Two new reports on the housing market paint a picture of a sector under strain due to a lack of supply and increased demand driven by Covid-related factors such as remote working.

The two quarterly reports, one each from rival property websites myhome.ie and daft.ie, suggest asking prices accelerated again in the first quarter of 2022 as the stock of homes available for sale slumped to a new record low.

Myhome, which is owned by The Irish Times, said annual asking-price inflation was now running at 12.3 per cent.

Price

This put the median or typical asking price for a home nationally at €295,000, and at €385,000 in Dublin.

MyHome said the number of available properties for sale on its website fell to a record low of 11,200 in March, down from a pre-pandemic level of 19,000. The squeeze on supply, it said, was most acute outside Dublin, with the number of properties listed for sale down almost 50 per cent compared with pre-pandemic levels.

It said impaired supply and robust demand meant double-digit inflation is likely until at least mid-2022.

“Housing market conditions have continued to tighten,” said author of the myhome report, Davy chief economist Conall Mac Coille.

“The broad picture of the market in early 2022 remains similar to last year: impaired supply coupled with robust demand due to Ireland’s strong labour market,” he said.

Soure: MyHome.ie

“One chink of light is that new instructions to sell of 7,500 in the first 11 weeks of 2022 are well up from 4,800 in 2021, albeit still below the 9,250 in 2019. The flow of new properties therefore remains impaired,” said Mr Mac Coille.

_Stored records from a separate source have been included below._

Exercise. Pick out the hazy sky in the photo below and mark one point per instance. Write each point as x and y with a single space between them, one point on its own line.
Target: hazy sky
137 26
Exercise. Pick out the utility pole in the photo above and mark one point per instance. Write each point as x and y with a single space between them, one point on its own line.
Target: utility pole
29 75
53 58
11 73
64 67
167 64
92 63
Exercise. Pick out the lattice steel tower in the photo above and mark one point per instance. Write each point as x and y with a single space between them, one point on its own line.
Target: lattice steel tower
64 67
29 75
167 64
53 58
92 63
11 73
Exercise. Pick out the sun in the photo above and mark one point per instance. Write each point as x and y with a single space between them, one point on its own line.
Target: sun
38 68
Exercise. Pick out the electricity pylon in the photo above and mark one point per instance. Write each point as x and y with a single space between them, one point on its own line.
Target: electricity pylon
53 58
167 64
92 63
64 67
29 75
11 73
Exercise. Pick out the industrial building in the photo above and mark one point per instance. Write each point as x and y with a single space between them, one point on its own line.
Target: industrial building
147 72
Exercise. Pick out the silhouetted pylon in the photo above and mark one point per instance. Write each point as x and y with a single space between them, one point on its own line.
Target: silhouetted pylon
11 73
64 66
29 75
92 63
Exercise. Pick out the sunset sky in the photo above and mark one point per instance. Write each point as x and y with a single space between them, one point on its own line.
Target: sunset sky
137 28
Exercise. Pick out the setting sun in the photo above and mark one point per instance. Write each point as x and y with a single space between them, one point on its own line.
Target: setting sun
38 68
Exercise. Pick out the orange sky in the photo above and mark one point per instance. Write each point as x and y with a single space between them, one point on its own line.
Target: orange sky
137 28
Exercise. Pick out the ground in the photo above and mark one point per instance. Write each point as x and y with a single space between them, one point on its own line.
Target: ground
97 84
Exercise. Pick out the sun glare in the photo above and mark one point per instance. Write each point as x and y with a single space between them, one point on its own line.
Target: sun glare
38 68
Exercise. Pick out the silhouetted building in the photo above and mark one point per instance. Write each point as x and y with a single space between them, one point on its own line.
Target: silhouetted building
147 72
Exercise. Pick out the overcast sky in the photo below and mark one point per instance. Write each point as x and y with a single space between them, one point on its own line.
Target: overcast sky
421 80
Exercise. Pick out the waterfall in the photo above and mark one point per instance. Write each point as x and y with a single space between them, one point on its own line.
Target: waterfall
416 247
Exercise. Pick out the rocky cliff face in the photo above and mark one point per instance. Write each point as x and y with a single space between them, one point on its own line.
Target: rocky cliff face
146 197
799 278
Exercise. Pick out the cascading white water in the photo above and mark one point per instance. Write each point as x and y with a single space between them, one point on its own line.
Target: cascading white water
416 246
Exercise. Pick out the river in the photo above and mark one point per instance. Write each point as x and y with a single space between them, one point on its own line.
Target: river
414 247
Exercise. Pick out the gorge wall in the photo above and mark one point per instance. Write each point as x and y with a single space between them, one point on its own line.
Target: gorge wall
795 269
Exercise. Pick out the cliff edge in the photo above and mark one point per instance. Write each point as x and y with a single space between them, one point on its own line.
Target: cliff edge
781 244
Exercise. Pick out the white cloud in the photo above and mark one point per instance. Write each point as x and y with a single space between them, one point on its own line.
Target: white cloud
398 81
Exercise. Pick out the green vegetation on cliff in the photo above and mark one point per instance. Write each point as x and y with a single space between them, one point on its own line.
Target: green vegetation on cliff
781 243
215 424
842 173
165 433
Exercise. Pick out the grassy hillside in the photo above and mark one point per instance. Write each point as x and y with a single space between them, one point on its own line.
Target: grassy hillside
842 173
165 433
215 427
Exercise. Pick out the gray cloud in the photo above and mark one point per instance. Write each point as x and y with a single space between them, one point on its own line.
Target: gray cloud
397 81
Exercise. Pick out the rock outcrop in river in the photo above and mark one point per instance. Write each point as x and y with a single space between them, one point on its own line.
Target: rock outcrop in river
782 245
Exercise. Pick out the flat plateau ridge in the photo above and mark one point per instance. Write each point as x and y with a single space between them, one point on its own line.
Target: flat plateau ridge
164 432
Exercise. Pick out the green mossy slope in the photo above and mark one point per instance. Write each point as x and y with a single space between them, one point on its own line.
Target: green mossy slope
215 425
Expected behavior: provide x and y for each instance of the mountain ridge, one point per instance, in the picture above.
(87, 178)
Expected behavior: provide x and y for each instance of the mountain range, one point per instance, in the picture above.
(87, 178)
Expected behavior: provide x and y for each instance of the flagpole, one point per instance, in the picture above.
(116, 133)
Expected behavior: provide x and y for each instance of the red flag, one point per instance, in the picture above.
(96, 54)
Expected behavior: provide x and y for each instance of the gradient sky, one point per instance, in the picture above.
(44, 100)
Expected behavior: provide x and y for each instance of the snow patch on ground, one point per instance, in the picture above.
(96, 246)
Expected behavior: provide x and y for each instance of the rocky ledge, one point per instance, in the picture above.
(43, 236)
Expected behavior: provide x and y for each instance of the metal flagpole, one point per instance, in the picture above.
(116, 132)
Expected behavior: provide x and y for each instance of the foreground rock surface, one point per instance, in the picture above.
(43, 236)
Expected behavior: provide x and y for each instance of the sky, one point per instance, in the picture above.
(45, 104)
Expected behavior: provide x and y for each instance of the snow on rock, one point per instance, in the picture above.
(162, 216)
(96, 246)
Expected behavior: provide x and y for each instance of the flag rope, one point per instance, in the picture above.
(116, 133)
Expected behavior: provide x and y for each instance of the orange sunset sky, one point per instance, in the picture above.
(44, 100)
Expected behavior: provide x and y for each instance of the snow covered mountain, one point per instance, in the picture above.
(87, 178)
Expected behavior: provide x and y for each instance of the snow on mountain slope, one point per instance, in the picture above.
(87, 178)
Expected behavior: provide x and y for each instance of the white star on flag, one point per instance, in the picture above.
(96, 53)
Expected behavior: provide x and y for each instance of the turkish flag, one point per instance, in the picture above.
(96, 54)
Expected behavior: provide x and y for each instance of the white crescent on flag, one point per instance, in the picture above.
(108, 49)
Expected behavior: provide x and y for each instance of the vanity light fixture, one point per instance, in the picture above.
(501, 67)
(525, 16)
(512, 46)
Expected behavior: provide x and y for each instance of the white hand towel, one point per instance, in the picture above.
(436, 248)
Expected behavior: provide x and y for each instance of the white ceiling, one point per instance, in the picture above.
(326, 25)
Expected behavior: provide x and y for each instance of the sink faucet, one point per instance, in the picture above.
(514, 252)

“Whatever new supply is emerging is being met by more than ample demand. Hence, transaction volumes in January and February were up 13 per cent on the year but pushed the market into ever tighter territory,” he said.

He said Davy was now predicting property-price inflation to average 7 per cent this year, up from a previous forecast of 4.5 per cent, buoyed strong employment growth.

Homes

Daft, meanwhile, said house asking prices indicated the average listed price nationwide in the first quarter of 2022 was €299,093, up 8.4 per cent on the same period in 2021 and and just 19 per cent below the Celtic Tiger peak, while noting increases remain smaller in urban areas, compared to rural.

Just 10,000 homes were listed for sale on its website as of March 1st, an all-time low. In Dublin, Cork and Galway cities, prices in the first quarter of 2022 were roughly 4 per cent higher on average than a year previously, while in Limerick and Waterford cities the increases were 7.6 per cent and 9.3 per cent respectively.

The report’s author, Trinity College Dublin economist Ronan Lyons, said: “Inflation in housing prices remains stubbornly high – with Covid-19 disturbing an equilibrium of sorts that had emerged, with prices largely stable in 2019 but increasing since.

“As has been the case consistently over the last decade, increasing prices – initially in Dublin and then elsewhere – reflect a combination of strong demand and very weak supply.”